Able to lay up slit tapes as wide as 12 inches/300 mm, this ATL is designed for fast production of flat to moderately contoured parts. Two ultrasonic knives cut the prepreg during operation, and the head also features a built-in tape defect detection system.
A large adjoining workshop is equipped with a 6m/19.5-ft autoclave manufactured by Dalkia España (Madrid, Spain), as well as a smaller autoclave and a walk-in oven. Installed in the same space is a gantry-mounted nondestructive inspection (NDI) C-scan cell manufactured by Tecnatom (Madrid, Spain), a well-known provider to a wide range of industries. The one-channel, phased-array machine is just the beginning, says FIDAMC, which plans to install additional NDI capability as work picks up at the center.
The tour itinerary also included a fully equipped materials lab, design space and comfortable conference rooms, with huge windows that overlook ancient olive trees ensconced in outdoor garden spaces.
Lozano says FIDAMC’s equipment ultimately will support part production, and reports that the facility already is adding staff as work picks up. When asked if thermoplastic composites are the future for Spanish aerospace, he retorted, “That’s not the right question.
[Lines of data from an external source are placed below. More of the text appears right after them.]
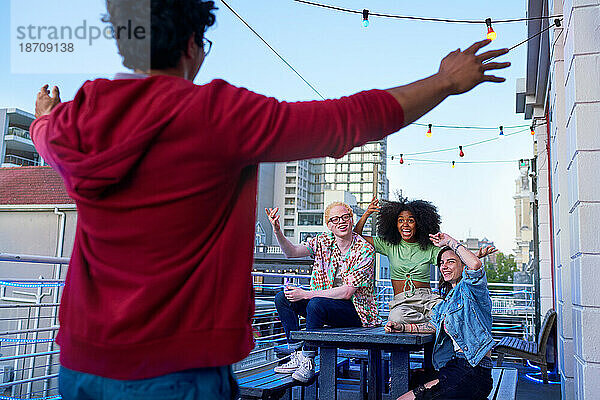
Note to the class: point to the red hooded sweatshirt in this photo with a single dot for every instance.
(164, 176)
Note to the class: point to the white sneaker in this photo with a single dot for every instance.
(291, 365)
(306, 370)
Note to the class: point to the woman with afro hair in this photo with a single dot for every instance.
(403, 229)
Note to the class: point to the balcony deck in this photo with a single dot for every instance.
(28, 324)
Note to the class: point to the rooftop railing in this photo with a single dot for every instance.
(22, 161)
(29, 323)
(13, 130)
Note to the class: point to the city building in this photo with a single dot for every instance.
(561, 96)
(298, 188)
(37, 217)
(16, 147)
(523, 217)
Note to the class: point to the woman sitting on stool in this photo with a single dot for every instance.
(462, 323)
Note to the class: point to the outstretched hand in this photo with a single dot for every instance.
(373, 206)
(44, 103)
(273, 217)
(464, 70)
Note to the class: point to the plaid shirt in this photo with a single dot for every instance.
(356, 269)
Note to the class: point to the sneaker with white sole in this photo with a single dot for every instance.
(306, 370)
(291, 365)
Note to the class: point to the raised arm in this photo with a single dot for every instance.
(289, 249)
(486, 251)
(373, 207)
(443, 239)
(460, 71)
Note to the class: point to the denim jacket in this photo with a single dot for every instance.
(466, 314)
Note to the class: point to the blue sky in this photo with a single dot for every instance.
(339, 57)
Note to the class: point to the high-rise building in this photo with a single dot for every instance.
(523, 216)
(16, 147)
(298, 187)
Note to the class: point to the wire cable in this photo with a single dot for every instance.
(465, 145)
(468, 127)
(429, 19)
(272, 49)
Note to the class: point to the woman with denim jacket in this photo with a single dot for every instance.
(462, 323)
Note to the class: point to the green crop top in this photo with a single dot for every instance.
(407, 260)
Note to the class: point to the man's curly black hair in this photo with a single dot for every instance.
(170, 24)
(426, 217)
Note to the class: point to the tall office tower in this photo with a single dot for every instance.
(299, 187)
(16, 147)
(523, 217)
(355, 172)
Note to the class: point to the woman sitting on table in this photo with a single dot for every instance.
(403, 229)
(462, 323)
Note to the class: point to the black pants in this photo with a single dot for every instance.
(460, 381)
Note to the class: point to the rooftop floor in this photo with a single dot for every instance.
(529, 390)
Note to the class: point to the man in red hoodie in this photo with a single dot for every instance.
(158, 300)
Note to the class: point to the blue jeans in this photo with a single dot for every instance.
(318, 311)
(193, 384)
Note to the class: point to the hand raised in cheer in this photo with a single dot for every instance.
(273, 218)
(463, 70)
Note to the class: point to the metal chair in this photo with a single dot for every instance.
(532, 351)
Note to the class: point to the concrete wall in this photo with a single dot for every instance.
(582, 113)
(574, 103)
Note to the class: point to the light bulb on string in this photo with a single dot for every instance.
(491, 34)
(365, 18)
(429, 134)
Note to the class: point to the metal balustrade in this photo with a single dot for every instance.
(28, 324)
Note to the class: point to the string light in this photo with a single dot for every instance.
(469, 126)
(430, 19)
(453, 148)
(491, 34)
(365, 18)
(417, 161)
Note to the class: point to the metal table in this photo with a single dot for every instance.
(374, 340)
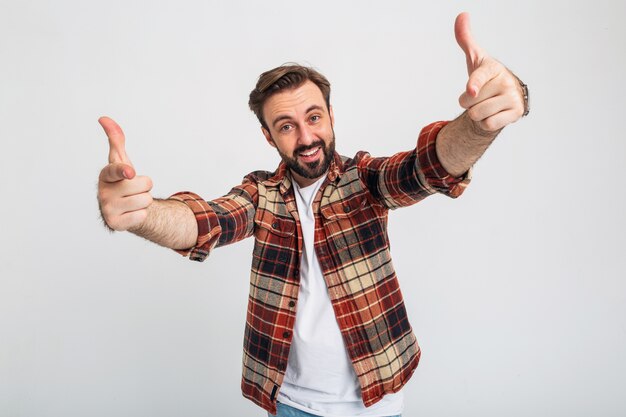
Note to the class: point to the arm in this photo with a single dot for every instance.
(126, 203)
(493, 98)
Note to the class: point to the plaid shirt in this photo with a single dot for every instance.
(352, 246)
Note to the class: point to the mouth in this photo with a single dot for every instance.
(310, 155)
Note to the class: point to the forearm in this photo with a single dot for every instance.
(169, 223)
(461, 143)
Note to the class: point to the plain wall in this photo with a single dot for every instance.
(516, 290)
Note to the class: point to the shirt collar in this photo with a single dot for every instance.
(282, 178)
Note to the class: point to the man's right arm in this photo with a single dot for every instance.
(126, 203)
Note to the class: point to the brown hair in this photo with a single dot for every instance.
(287, 76)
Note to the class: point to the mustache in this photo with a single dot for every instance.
(302, 149)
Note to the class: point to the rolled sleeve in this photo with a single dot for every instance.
(209, 228)
(430, 169)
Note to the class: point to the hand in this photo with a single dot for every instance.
(493, 96)
(123, 196)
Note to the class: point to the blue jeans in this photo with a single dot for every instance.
(287, 411)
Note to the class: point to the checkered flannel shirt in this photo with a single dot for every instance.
(352, 246)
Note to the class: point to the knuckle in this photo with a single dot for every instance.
(473, 114)
(490, 124)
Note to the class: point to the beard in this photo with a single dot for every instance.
(314, 169)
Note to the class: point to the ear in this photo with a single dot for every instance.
(268, 137)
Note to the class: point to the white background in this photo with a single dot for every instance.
(516, 290)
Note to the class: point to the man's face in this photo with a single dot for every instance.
(300, 127)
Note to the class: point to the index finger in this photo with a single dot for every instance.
(487, 71)
(117, 140)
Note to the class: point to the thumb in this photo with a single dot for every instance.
(117, 141)
(473, 52)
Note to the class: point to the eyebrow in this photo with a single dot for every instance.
(286, 116)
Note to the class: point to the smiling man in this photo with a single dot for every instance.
(326, 330)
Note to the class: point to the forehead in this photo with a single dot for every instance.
(293, 101)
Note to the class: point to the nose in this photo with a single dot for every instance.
(307, 136)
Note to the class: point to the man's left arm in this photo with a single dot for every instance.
(494, 97)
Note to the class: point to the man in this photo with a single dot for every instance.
(326, 330)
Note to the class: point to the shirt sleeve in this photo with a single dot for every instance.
(408, 177)
(222, 221)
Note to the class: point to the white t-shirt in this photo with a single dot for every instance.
(320, 378)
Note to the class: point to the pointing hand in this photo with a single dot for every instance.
(493, 96)
(123, 196)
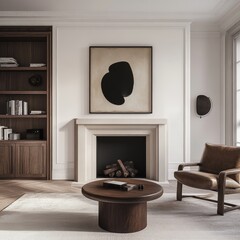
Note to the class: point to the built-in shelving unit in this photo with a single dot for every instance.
(26, 158)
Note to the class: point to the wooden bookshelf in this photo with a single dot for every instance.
(25, 158)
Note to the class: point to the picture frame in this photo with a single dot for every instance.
(120, 79)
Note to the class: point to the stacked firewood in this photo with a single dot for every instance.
(120, 169)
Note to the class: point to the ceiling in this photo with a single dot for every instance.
(207, 10)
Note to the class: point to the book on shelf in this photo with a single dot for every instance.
(37, 64)
(25, 108)
(17, 107)
(2, 131)
(8, 62)
(37, 112)
(11, 107)
(6, 132)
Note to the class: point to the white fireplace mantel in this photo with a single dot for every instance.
(87, 131)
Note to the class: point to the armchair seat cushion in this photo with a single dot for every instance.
(203, 180)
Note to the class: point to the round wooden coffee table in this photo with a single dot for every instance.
(122, 211)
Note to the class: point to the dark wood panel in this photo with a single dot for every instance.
(16, 81)
(6, 160)
(31, 160)
(122, 218)
(27, 44)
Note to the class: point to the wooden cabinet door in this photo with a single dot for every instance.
(31, 160)
(6, 160)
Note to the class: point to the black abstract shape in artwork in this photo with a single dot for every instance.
(118, 83)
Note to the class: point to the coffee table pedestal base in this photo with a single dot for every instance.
(122, 217)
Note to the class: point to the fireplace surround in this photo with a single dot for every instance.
(88, 129)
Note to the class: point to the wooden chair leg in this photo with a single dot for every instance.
(221, 192)
(179, 191)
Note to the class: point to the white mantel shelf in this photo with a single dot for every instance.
(87, 130)
(134, 121)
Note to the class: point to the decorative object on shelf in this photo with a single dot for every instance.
(34, 134)
(6, 132)
(203, 105)
(2, 132)
(37, 65)
(120, 79)
(37, 112)
(14, 136)
(35, 80)
(17, 107)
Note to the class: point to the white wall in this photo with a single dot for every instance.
(206, 80)
(71, 82)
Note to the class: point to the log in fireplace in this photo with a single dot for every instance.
(121, 150)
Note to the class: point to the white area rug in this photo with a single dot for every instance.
(59, 216)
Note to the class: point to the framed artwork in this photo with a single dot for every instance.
(120, 79)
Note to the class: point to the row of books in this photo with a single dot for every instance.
(17, 107)
(12, 62)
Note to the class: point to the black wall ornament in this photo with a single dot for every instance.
(203, 105)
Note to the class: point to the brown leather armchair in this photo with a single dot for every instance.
(219, 171)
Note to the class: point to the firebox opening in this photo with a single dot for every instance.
(126, 149)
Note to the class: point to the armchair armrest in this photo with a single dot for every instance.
(183, 165)
(225, 173)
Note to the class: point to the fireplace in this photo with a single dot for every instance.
(153, 131)
(129, 149)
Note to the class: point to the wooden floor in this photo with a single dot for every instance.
(11, 190)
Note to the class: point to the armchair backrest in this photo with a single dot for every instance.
(217, 158)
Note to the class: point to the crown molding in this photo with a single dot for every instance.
(230, 18)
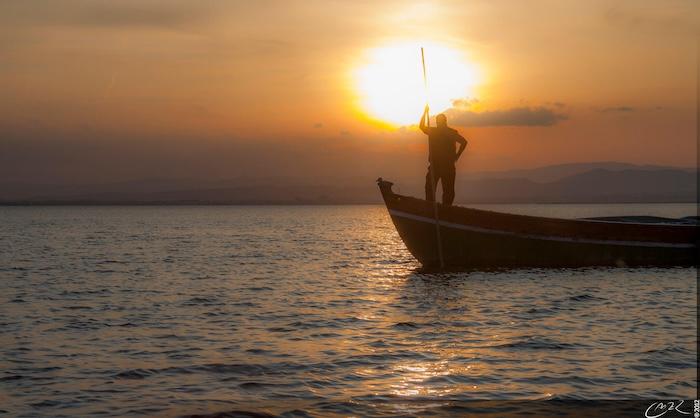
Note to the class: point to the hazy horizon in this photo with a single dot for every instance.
(106, 91)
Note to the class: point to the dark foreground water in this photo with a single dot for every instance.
(313, 311)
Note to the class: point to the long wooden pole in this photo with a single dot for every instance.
(432, 168)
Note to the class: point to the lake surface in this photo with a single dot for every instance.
(315, 311)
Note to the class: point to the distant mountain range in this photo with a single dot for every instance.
(606, 182)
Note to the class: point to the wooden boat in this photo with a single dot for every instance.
(472, 238)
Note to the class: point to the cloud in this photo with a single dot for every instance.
(617, 109)
(517, 116)
(126, 13)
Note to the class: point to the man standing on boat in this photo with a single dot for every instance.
(442, 156)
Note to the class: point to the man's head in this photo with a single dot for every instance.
(441, 120)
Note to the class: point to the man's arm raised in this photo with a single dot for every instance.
(462, 145)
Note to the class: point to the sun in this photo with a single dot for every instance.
(389, 81)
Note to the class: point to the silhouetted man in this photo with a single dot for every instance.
(442, 158)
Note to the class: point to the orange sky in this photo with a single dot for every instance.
(114, 90)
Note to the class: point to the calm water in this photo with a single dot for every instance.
(314, 310)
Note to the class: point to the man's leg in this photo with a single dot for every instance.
(429, 195)
(448, 184)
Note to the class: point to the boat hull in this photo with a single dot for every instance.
(481, 239)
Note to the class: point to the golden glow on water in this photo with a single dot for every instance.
(389, 81)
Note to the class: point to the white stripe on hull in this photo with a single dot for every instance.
(471, 228)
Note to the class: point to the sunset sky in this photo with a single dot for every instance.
(98, 91)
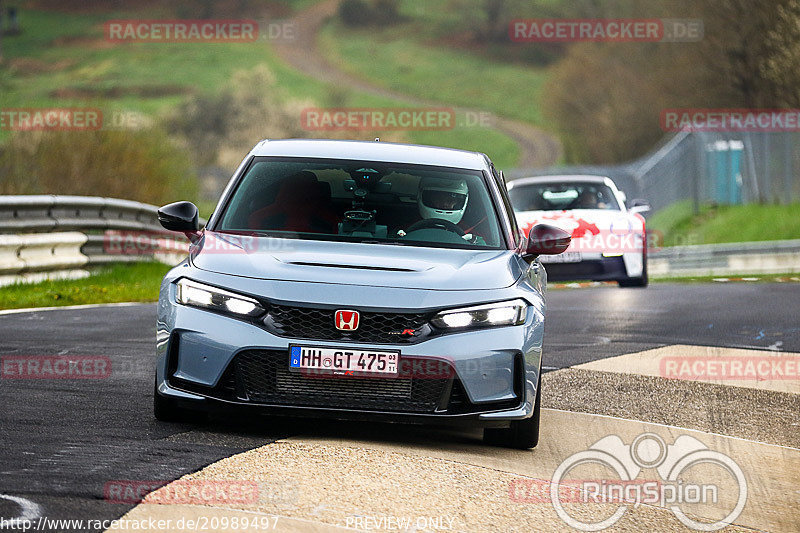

What’s important is that we move faster, and innovate, no matter what the material — we need to think about new composites that aren’t as costly and time consuming to make. The pressure is on to improve and grow the industry.”
Tour 2: Top Tier 1 supplier
Officially opened just two months prior to HPC’s visit, Aernnova Composites’ shining new 33,000m2/355,000-ft2 plant abuts the back side of HPC’s third tour destination, the huge Airbus facility that manufactures the A350 XWB passenger jet’s lower wingskin. Aernnova Composites began in 1986 as a build-to-print subcontractor to CASA, but now it is the Composites Business Unit of Aernnova Aerospace and Spain’s largest Tier 1 structural aerospace manufacturer, operating four composites plants in Spain with another under construction across the Atlantic in Mexico. Its new state-of-the-art plant in Illescas uses lean automated manufacturing technology to produce parts for many programs, says Jose Antonio Villares, who oversaw its construction.
“Our experience in carbon fiber structures for aerospace is extensive and spans more than 25 years,” he points out. Indeed, Aernnova’s customer list for composites includes Airbus (commercial and military), Embraer, Bombardier, Sikorsky, Eurocopter, Eurofighter, Alenia, Agusta Westland and EADS Sogerma. Parts range from empennages, horizontal tail planes, rudders and elevators, to leading and trailing edges and doors, processed via hand layup and automated means, such as ATL. Parts also are produced for industrial clients, including train interior parts and filament-wound carbon fiber rollers for Madrid-based Talgo and for Bombardier (Montréal, Québec, Canada). With its ISO 9001, ISO 14001 and Nadcap certifications, the company is a serious international player and a risk-sharing partner with Airbus on the A350 XWB.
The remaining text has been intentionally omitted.